Williams-Sonoma's Internal Controls Over Financial Reporting Raise Red Flags
WSM has reported 2 large-scale errors to its previously reported financial statements in just the last 12 months alone. Heads need to roll.
Two weeks ago, Williams-Sonoma (WSM - $165.01) reported its Q4 2024 financial results.
Q4 2024 bottom-line results again beat expectations as the company has clearly focused on profitability of late as opposed to top-line growth.
But, when inputting the numbers into my earnings model, I quickly noticed that the quarterly results for Q1-Q4 2024 did not add-up to the company’s FY 2024 numbers in the quarterly earnings press release.
Naturally, when this happens (rare), I start thinking “what did I screw up?” start Then, I started going through the quarterly results for Q1-Q3 2024 (press releases and 10-Q filings) and began double-checking my model’s numbers, formulas, etc.
I sent an email to the company asking why the quarterly results did not add-up to the full-year results and whether this discrepancy may be answered in the company’s subsequent 10-K filing.
The company ignored my email.
So, when the 10-K was filed last week I found out the reason for the quarterly versus fiscal year discrepancy.
On page #71 of the 10-K filing, the company copped to an “immaterial correction of interim” financial statements (i.e., Q1-Q3 2024).
Here’s the company’s description…
“In connection with our fiscal year-end close process, we identified that we did not timely record shrink losses for certain inventories not ultimately received, which also impacted our bonus accrual, in the first three quarters of fiscal 2024.”
So, the company’s EPS in Q1-Q3 2024 was inflated by $0.04, $0.07, and $0.09, respectively.
Here’s the screenshots of the correction that is buried near the end of the company’s 10-K filing…
The company considers these immaterial adjustments to Q1-Q3 2024. But, let’s be clear that these particular adjustments benefited the company in each of these quarters (artificially inflated EPS) and helped to super-charge the EPS ‘beats’ relative to consensus sell-side expectations in each of the quarters as well.
What I find odd is that management did not highlight, or even subtly mention the Q1-Q3 2024 adjustments when reporting the company’s Q4 2024 results on March 19, 2025.
But, I think there’s a reason they made no mention of the adjustments.
Just 3 quarters prior, WSM management disclosed another accounting error that required an out-of-period adjustment.
Here’s the company’s disclosure of this particular accounting error that was disclosed in the company’s Q1 2024 10-Q filing…
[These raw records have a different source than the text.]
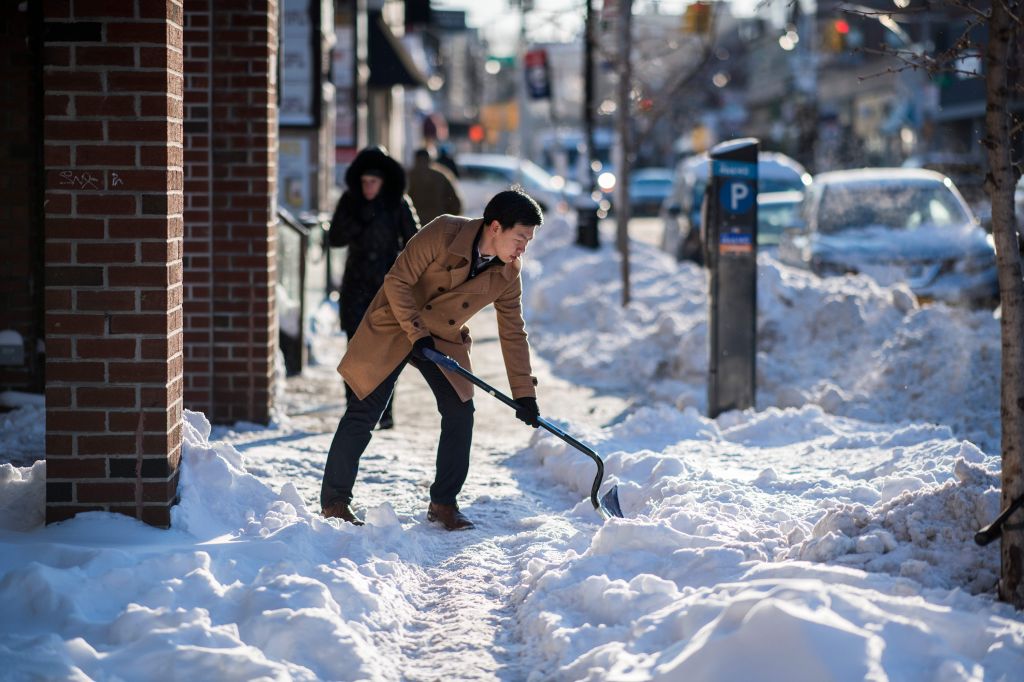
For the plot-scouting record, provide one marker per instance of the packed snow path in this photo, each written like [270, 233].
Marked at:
[460, 586]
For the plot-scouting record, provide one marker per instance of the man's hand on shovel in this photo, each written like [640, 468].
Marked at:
[527, 412]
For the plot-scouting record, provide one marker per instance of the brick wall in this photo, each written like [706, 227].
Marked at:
[113, 131]
[230, 214]
[20, 218]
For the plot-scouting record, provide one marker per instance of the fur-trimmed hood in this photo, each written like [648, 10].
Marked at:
[376, 158]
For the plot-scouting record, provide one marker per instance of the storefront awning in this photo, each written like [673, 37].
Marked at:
[390, 62]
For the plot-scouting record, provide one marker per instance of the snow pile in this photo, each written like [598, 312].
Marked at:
[847, 344]
[24, 428]
[847, 545]
[248, 585]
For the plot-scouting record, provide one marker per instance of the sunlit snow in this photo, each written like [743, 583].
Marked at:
[825, 535]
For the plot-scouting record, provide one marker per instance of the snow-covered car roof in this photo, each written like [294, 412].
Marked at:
[878, 175]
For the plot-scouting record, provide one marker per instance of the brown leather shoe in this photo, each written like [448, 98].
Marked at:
[449, 516]
[340, 510]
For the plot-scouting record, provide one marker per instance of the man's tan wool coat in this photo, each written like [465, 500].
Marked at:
[428, 293]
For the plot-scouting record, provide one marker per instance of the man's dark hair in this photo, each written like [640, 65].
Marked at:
[511, 207]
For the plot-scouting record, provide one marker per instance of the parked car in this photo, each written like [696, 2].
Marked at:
[648, 188]
[895, 224]
[681, 210]
[776, 211]
[483, 175]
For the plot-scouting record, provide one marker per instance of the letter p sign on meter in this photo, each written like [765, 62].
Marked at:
[737, 196]
[730, 230]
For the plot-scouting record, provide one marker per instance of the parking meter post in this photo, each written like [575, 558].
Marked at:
[730, 229]
[587, 225]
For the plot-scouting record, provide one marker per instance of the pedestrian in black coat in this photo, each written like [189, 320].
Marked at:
[375, 219]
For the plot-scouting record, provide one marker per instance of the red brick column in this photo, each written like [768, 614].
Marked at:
[231, 240]
[114, 239]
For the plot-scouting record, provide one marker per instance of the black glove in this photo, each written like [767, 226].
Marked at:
[425, 342]
[527, 412]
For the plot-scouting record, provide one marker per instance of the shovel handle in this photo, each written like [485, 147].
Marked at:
[994, 529]
[449, 364]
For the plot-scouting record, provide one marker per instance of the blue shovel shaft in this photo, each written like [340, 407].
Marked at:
[610, 501]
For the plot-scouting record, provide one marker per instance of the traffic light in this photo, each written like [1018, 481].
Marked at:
[836, 35]
[696, 18]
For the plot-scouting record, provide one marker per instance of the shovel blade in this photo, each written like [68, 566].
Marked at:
[609, 504]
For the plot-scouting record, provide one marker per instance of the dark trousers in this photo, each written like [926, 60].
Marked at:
[356, 425]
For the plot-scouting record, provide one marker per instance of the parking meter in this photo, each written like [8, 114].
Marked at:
[730, 227]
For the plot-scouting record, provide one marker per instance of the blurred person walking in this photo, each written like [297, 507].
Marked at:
[375, 219]
[452, 269]
[432, 188]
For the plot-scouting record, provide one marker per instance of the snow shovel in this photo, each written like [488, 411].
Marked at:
[608, 505]
[994, 529]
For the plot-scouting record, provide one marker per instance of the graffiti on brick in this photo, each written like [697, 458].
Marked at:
[83, 180]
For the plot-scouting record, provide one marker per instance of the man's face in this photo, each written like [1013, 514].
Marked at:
[512, 243]
[371, 186]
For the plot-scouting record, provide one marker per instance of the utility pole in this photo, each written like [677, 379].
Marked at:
[523, 96]
[588, 91]
[586, 215]
[625, 143]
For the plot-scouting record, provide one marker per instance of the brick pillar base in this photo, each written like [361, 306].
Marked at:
[113, 134]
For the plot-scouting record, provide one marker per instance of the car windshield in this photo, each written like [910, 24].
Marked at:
[535, 175]
[891, 205]
[773, 218]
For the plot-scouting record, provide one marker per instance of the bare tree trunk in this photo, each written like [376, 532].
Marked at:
[625, 143]
[1000, 190]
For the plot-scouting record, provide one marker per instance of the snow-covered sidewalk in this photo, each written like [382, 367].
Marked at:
[825, 536]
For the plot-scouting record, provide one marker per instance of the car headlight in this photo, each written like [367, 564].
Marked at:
[828, 268]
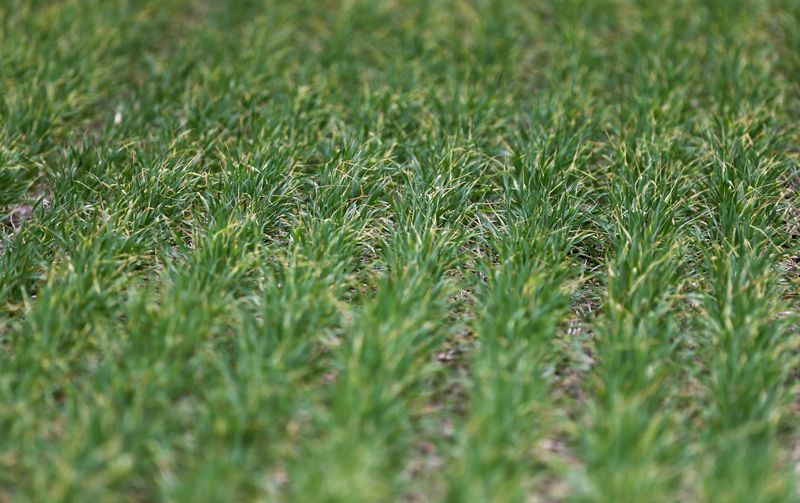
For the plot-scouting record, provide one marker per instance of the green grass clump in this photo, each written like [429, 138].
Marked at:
[448, 250]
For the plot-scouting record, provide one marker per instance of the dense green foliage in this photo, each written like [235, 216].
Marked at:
[377, 250]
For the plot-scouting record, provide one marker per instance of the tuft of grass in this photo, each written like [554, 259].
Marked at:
[431, 250]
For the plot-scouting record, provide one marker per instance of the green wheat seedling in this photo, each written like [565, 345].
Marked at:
[371, 250]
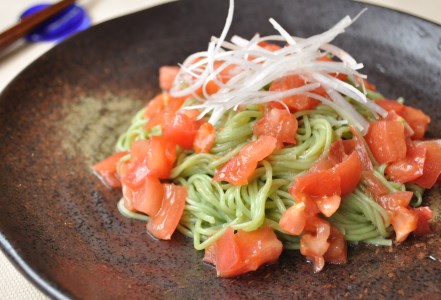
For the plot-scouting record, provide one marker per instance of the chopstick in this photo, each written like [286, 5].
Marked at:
[27, 24]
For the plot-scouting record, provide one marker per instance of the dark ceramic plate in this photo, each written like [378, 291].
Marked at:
[60, 225]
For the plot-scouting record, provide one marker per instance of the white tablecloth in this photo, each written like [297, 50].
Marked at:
[12, 284]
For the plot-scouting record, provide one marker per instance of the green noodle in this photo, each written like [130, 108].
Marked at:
[212, 206]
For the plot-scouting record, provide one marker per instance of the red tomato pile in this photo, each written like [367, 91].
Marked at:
[395, 141]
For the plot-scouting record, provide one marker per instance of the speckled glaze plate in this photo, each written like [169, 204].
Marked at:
[60, 225]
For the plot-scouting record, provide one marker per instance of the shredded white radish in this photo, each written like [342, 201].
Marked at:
[242, 68]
Of course, WSM management suggested that this particular freight expense error (fiscal years 2021 through 2023) was immaterial. Hmm.
Therefore, WSM management disclosed 2 significant accounting errors over the past year.
Maybe I’m dating myself. But, I come from an era where one large-scale accounting error or misstatement would have been a fire-able offense for a CFO and/or corporate controller.
Not only was no one apparently fired, but the company’s auditor report (10-K) makes no mention of lackluster internal controls (page #68 and #69) and the company’s own assessment of its internal controls (page #70) says that there were “no significant changes in our internal control over financial reporting that occurred during the fourth quarter of fiscal 2024, that materially affected, or are reasonably likely to materially affect, our internal control over financial reporting.”
See below.
So, the external auditor (Deloitte & Touche) and the company have no issues with the large-scale financial reporting anomalies that were unearthed in FY 2024.
Let me be clear. Most investors recognize that external audit firms provide management teams a rubber stamp for a company’s reported financial results. Ages ago, I was an external auditor. I get it. There’s a reason Deloitte & Touche has been WSM’s external auditor for 44 years! Looking the other way is many times part of the job description for an external auditor.
But, for both Deloitte & Touche and WSM management to stick their heads in the sand and not admit, at minimum, the shortcomings of the company’s internal control over financial reporting of late is ridiculous.
With two egregious accounting errors over the past year and no formal recognition of an underlying structural problem (i.e., internal controls over financial reporting), I’m waiting for the next (accounting) shoe to drop at WSM.
The company’s Audit & Finance Committee needs to do the work it probably should have done following the first accounting error. Heads need to roll!